Centro de Biotecnologia y Genómica de Plantas (CBGP, UPM-INIA), Instituto Nacional de Investigación y Tecnologia Agraria y Alimentaria (INIA), Universidad Politécnica de Madrid (UPM), Campus de Montegancedo-UPM, 28223, Pozuelo de Alarcón, Madrid, Spain.
Institute for Sustainable Agriculture, Spanish Research Council (CSIC), Córdoba, Spain.
Theor Appl Genet. 2021 Nov;134(11):3595-3609. doi: 10.1007/s00122-021-03916-w. Epub 2021 Aug 3.
The strong genetic structure observed in Mediterranean oats affects the predictive ability of genomic prediction as well as the performance of training set optimization methods. In this study, we investigated the efficiency of genomic prediction and training set optimization in a highly structured population of cultivars and landraces of cultivated oat (Avena sativa) from the Mediterranean basin, including white (subsp. sativa) and red (subsp. byzantina) oats, genotyped using genotype-by-sequencing markers and evaluated for agronomic traits in Southern Spain. For most traits, the predictive abilities were moderate to high with little differences between models, except for biomass for which Bayes-B showed a substantial gain compared to other models. The consistency between the structure of the training population and the population to be predicted was key to the predictive ability of genomic predictions. The predictive ability of inter-subspecies predictions was indeed much lower than that of intra-subspecies predictions for all traits. Regarding training set optimization, the linear mixed model optimization criteria (prediction error variance (PEVmean) and coefficient of determination (CDmean)) performed better than the heuristic approach "partitioning around medoids," even under high population structure. The superiority of CDmean and PEVmean could be explained by their ability to adapt the representation of each genetic group according to those represented in the population to be predicted. These results represent an important step towards the implementation of genomic prediction in oat breeding programs and address important issues faced by the genomic prediction community regarding population structure and training set optimization.
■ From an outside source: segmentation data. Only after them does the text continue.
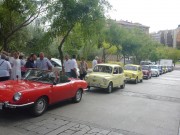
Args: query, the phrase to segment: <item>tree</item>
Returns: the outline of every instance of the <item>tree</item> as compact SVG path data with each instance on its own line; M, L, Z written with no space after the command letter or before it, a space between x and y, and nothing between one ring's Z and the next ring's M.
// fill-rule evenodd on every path
M0 46L9 50L14 35L46 10L48 0L3 0L0 3Z
M58 47L62 62L62 47L74 27L80 24L82 28L86 27L87 31L90 31L87 25L95 24L97 20L104 18L103 5L106 4L106 0L54 0L51 3L47 17L52 21L53 37L62 37Z

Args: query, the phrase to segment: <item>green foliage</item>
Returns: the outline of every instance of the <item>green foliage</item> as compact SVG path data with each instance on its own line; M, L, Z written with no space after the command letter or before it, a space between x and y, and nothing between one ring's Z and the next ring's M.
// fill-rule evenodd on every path
M39 14L44 11L45 7L43 7L43 5L46 4L46 2L47 0L3 0L1 2L0 46L3 47L4 50L9 50L11 45L16 46L11 43L14 42L14 37L17 37L24 27L32 23ZM24 37L21 37L19 40L23 40L23 38Z

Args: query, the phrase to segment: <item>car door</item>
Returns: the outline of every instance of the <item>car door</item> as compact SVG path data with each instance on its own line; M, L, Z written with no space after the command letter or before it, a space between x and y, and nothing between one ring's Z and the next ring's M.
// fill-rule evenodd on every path
M73 86L71 82L59 83L52 88L53 102L62 101L72 97Z
M142 72L141 67L138 67L138 78L139 78L139 79L142 79L142 78L143 78L143 72Z
M120 85L120 80L121 80L121 75L119 74L119 68L118 67L114 67L113 70L113 82L114 82L114 86L117 87Z

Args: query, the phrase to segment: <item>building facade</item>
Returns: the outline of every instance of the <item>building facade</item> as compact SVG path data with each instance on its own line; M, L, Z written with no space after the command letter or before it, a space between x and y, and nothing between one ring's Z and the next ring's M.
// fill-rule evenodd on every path
M139 30L143 31L146 34L149 34L149 27L145 26L145 25L142 25L140 23L132 23L132 22L124 21L124 20L116 21L116 23L119 26L122 26L124 28L139 29Z
M180 49L180 25L173 30L161 30L150 34L152 39L168 47Z

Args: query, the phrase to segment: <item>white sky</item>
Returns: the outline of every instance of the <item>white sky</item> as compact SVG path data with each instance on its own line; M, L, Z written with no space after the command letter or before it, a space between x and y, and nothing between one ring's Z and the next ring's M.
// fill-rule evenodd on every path
M176 29L180 24L180 0L108 0L112 19L138 22L150 32Z

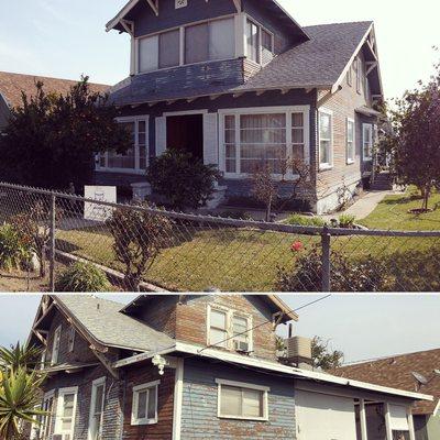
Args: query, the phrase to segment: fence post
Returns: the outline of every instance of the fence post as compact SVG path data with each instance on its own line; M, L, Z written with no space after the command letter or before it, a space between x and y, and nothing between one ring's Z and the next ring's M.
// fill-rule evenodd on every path
M50 218L50 285L51 292L55 292L55 228L56 228L56 196L51 193Z
M330 251L331 251L331 235L329 229L323 227L321 233L321 248L322 248L322 292L331 292L331 262L330 262Z

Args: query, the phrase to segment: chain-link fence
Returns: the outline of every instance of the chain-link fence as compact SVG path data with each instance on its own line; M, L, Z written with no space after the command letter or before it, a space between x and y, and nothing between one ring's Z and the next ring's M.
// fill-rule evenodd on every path
M0 184L0 222L3 292L55 290L78 262L114 290L440 290L440 231L243 221L10 184ZM24 263L20 252L6 258L23 240Z

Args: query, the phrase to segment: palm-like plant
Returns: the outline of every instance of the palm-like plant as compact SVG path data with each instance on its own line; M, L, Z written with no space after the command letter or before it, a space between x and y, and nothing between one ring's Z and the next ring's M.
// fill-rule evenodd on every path
M36 409L45 376L37 370L41 351L18 343L0 348L0 440L19 439L23 422L47 414Z

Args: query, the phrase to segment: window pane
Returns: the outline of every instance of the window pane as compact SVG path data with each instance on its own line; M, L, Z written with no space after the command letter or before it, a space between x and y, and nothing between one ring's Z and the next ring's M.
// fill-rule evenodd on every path
M156 418L156 387L150 388L147 417L148 419Z
M216 20L209 23L209 59L235 57L234 19Z
M243 389L243 416L263 417L263 393Z
M165 32L158 38L160 67L174 67L179 65L180 58L180 31Z
M218 310L211 310L211 327L220 329L227 328L227 314Z
M241 416L241 388L233 386L221 385L221 409L220 414L223 416Z
M185 63L200 63L209 58L208 55L208 23L197 24L185 30Z
M157 70L158 68L158 35L139 41L140 73Z
M138 394L138 419L144 419L146 417L146 399L148 392L145 389Z
M258 28L248 21L246 25L246 38L248 38L248 58L255 63L258 63Z

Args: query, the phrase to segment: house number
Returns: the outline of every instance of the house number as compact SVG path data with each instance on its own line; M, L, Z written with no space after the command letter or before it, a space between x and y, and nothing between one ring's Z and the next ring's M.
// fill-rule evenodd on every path
M188 0L176 0L176 9L185 8L188 6Z

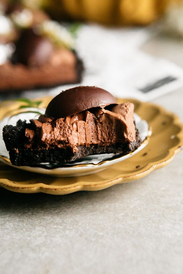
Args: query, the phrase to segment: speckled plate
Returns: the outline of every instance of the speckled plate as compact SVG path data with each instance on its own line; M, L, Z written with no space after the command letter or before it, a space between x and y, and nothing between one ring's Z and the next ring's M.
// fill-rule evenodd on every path
M50 97L41 98L40 107L45 107ZM145 120L152 129L153 134L146 146L138 153L106 170L94 174L69 178L50 177L20 170L0 164L0 185L12 191L24 193L43 192L63 195L80 190L96 190L116 184L141 178L153 169L162 167L173 159L183 144L183 126L179 118L157 105L132 99L119 99L120 103L130 101L135 112ZM4 102L0 106L0 119L15 113L19 102Z

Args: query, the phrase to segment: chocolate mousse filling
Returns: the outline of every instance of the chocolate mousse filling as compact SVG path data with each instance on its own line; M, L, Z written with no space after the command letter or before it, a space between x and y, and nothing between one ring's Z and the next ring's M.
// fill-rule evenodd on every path
M79 93L90 87L79 87ZM93 98L94 93L99 89L90 87L94 88L91 89ZM74 91L76 92L75 89ZM63 118L47 117L48 113L52 114L50 105L54 102L53 99L45 115L40 115L38 120L31 120L29 124L20 120L16 127L5 126L3 139L12 163L30 165L42 162L64 163L88 155L125 154L134 151L141 143L134 121L134 105L130 102L117 104L115 98L108 98L107 92L105 91L103 100L97 96L103 107L96 106L99 104L97 100L92 101L87 98L88 105L93 107L72 113L75 108L78 107L76 99L72 108L66 109L67 113L72 114L64 117L65 113L60 107L64 102L61 100L59 105L52 109L52 114L57 110L59 116L60 110ZM60 95L60 97L64 96ZM69 101L69 92L67 95ZM87 105L86 102L82 107L87 109Z

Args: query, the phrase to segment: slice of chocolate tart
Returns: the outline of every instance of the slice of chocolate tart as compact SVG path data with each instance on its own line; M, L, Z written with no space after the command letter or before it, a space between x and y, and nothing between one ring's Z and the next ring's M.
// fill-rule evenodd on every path
M54 98L38 120L5 125L3 138L11 162L17 166L126 154L142 142L134 109L131 103L118 104L102 89L76 87Z

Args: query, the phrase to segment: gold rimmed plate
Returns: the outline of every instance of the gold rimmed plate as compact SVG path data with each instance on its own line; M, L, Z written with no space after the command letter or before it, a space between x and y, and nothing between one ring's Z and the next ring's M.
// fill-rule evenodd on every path
M46 107L50 99L50 97L41 98L40 107ZM119 102L128 101L133 103L136 113L152 129L148 142L138 153L107 167L107 169L73 178L59 178L30 173L2 163L0 184L19 192L62 195L80 190L98 190L117 183L134 181L153 169L165 165L182 147L182 125L176 115L156 105L131 99L120 99ZM0 107L0 119L4 118L5 113L10 109L13 108L17 112L19 103L12 101L3 103Z
M8 116L1 120L0 122L0 160L1 161L19 169L47 175L62 177L83 176L103 170L111 165L131 157L147 145L151 133L147 122L142 120L138 115L134 113L136 124L139 130L140 137L143 141L140 146L133 152L123 155L111 153L91 155L64 164L47 163L30 166L12 165L2 140L3 127L6 124L15 125L17 121L19 119L25 120L29 122L30 119L37 119L40 113L43 113L45 112L45 109L44 109L22 107L19 108L17 113L13 115L9 113Z

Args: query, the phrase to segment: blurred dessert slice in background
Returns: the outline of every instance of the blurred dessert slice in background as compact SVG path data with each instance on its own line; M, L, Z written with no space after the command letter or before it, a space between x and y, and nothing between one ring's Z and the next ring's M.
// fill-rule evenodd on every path
M83 63L71 34L29 2L0 5L0 91L79 82Z

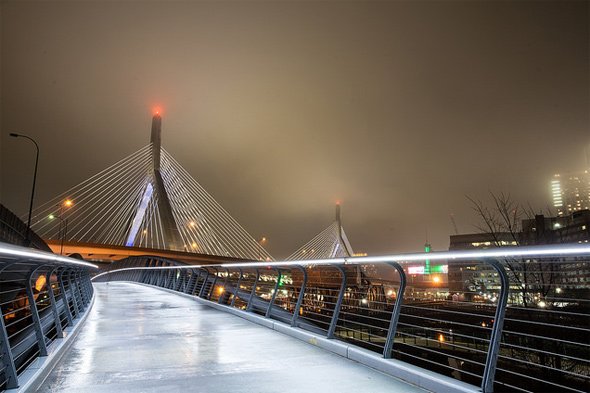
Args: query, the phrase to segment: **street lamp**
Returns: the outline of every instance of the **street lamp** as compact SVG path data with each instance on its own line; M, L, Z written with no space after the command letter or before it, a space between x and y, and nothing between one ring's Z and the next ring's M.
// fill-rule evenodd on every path
M35 148L37 149L37 155L35 156L35 172L33 174L33 189L31 190L31 202L29 204L29 219L27 221L27 233L25 236L25 245L29 246L31 244L31 214L33 213L33 199L35 198L35 183L37 182L37 165L39 164L39 145L33 138L23 134L17 134L14 132L10 133L10 136L13 138L25 138L30 140L35 144Z
M64 215L64 207L65 208L69 208L72 207L74 205L74 202L71 199L66 199L63 203L60 203L58 205L59 207L59 215L56 216L55 214L51 213L48 218L50 220L53 219L58 219L59 220L59 235L61 238L61 246L60 246L60 250L59 250L59 255L63 255L63 251L64 251L64 241L67 240L67 236L68 236L68 219L67 218L63 218L62 216ZM63 228L63 230L62 230Z
M61 238L61 245L59 249L59 255L63 255L64 253L64 239L68 234L68 219L63 219L61 216L56 216L55 214L50 214L48 217L50 220L58 219L59 220L59 237ZM63 227L63 231L62 231Z

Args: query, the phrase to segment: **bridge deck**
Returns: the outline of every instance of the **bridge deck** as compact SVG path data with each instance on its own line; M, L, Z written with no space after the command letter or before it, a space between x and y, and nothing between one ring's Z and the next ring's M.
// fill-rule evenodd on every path
M424 392L181 296L95 288L85 326L39 392Z

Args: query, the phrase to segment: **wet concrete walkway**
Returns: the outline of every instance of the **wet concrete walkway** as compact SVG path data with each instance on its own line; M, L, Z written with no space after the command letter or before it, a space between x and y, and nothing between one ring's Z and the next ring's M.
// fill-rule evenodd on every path
M39 392L424 392L172 293L116 282L95 290L80 335Z

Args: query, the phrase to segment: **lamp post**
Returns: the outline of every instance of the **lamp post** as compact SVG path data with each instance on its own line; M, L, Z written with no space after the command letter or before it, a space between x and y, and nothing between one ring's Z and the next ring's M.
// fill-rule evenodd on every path
M27 233L25 235L25 245L29 246L31 244L31 214L33 213L33 200L35 199L35 184L37 183L37 166L39 164L39 145L37 144L37 142L35 142L33 138L27 135L11 132L10 136L13 138L28 139L35 144L35 148L37 149L37 154L35 156L35 172L33 174L33 188L31 190L31 201L29 203L29 219L27 221Z
M56 216L55 214L50 214L48 217L50 220L58 219L59 220L59 237L61 239L59 255L63 255L64 253L64 239L68 234L68 219L63 219L61 216ZM63 228L63 229L62 229Z
M64 241L67 240L67 236L68 236L68 219L67 218L63 218L62 216L64 215L64 207L65 208L70 208L74 205L74 202L72 202L71 199L66 199L63 203L60 203L58 205L59 207L59 215L55 215L55 214L50 214L49 215L49 219L53 220L53 219L59 219L59 237L61 238L61 245L60 245L60 250L59 250L59 255L63 255L63 251L64 251ZM63 229L62 229L63 228Z

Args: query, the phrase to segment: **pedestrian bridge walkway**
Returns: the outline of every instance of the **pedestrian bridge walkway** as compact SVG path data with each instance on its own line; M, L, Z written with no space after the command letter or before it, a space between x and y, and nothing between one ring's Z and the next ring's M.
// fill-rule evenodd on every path
M79 336L38 392L424 392L191 298L94 287Z

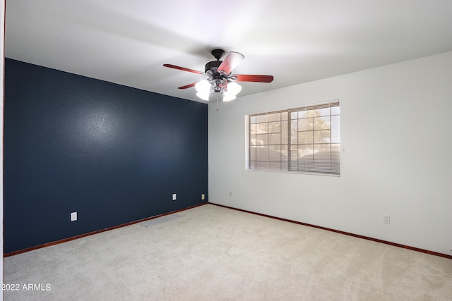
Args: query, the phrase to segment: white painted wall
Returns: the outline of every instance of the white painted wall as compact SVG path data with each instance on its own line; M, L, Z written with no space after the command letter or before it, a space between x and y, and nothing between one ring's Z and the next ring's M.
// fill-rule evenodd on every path
M336 99L340 177L245 170L246 114ZM452 52L213 104L209 202L452 255L451 114Z

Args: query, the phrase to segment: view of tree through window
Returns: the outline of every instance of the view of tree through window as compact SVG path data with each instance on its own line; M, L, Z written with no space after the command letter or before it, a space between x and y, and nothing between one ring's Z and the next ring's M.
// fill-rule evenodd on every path
M250 169L340 174L339 102L249 116Z

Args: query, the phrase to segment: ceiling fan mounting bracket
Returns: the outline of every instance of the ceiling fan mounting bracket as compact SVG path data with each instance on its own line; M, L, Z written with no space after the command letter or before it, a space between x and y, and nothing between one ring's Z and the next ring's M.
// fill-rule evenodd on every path
M212 55L214 58L217 59L217 61L220 61L220 59L225 54L225 51L223 49L213 49L212 50Z

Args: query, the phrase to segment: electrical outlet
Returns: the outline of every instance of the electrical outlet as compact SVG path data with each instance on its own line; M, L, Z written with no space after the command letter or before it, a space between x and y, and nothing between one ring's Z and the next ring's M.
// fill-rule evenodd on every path
M77 212L71 212L71 221L77 220Z

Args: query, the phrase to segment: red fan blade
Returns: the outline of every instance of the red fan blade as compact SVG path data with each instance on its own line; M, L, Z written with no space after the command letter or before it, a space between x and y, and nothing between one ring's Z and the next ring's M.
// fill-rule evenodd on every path
M198 82L194 82L193 84L186 85L185 86L179 87L177 89L188 89L188 88L191 88L191 87L194 87L195 85L196 85L197 83L198 83Z
M271 82L273 75L247 75L244 74L234 74L232 78L237 78L237 82Z
M232 69L239 66L245 56L238 52L231 51L225 58L225 60L218 66L217 71L220 73L228 75Z
M165 67L168 67L168 68L172 68L173 69L177 69L177 70L182 70L183 71L188 71L188 72L191 72L193 73L196 73L196 74L206 74L203 72L201 71L198 71L196 70L193 70L193 69L189 69L188 68L184 68L184 67L179 67L178 66L175 66L175 65L171 65L170 63L165 63L163 65Z

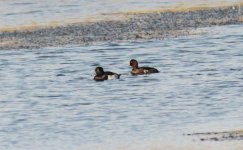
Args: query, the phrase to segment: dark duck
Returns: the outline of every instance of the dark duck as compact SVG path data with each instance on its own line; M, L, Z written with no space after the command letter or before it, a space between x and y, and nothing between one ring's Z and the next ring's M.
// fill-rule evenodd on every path
M150 73L159 72L156 68L152 68L152 67L138 67L138 61L135 59L130 60L130 66L132 66L131 74L133 75L150 74Z
M110 79L119 79L121 74L117 74L110 71L104 71L102 67L96 67L95 68L95 77L94 80L96 81L104 81L104 80L110 80Z

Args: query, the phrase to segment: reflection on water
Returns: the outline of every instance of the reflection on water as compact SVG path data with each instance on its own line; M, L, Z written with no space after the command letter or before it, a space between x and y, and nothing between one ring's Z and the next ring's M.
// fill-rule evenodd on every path
M164 41L0 51L0 149L139 145L242 127L242 25L205 30ZM160 73L131 76L131 58ZM93 81L98 65L121 79Z
M0 1L0 29L57 26L80 21L98 20L100 14L127 11L168 9L181 6L233 4L242 0L11 0ZM105 18L109 18L105 17ZM117 18L117 16L115 17ZM27 27L24 27L27 26Z

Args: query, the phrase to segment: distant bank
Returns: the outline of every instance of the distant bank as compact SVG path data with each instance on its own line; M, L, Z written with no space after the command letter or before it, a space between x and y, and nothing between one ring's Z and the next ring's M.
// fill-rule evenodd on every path
M241 23L241 7L239 4L129 12L113 14L114 19L95 22L0 31L0 49L86 45L192 35L197 34L194 31L200 27Z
在中观燕麦中观察到的强大遗传结构会影响基因组预测的预测能力以及训练集优化方法的性能。在这项研究中,我们研究了高度结构化的栽培燕麦品种和地方品种群体(包括白燕麦(亚种 sativa)和红燕麦(亚种 byzantina))的基因组预测和训练集优化效率,该群体来自地中海盆地,使用基于测序的基因型标记进行基因型分析,并在西班牙南部评估了农艺性状。对于大多数性状,预测能力为中等至高,不同模型之间的差异很小,除了生物质,贝叶斯-B 与其他模型相比有很大的提高。训练群体和要预测的群体之间的结构一致性是基因组预测预测能力的关键。事实上,与种内预测相比,种间预测的所有性状的预测能力都要低得多。关于训练集优化,线性混合模型优化标准(预测误差方差(PEVmean)和决定系数(CDmean))比启发式方法“围绕中位数分区”表现更好,即使在高度结构的情况下也是如此。CDmean 和 PEVmean 的优越性可以解释为它们能够根据预测群体中代表的遗传群体来适应每个遗传群体的表示。这些结果代表了在燕麦育种计划中实施基因组预测的重要一步,并解决了基因组预测社区在群体结构和训练集优化方面面临的重要问题。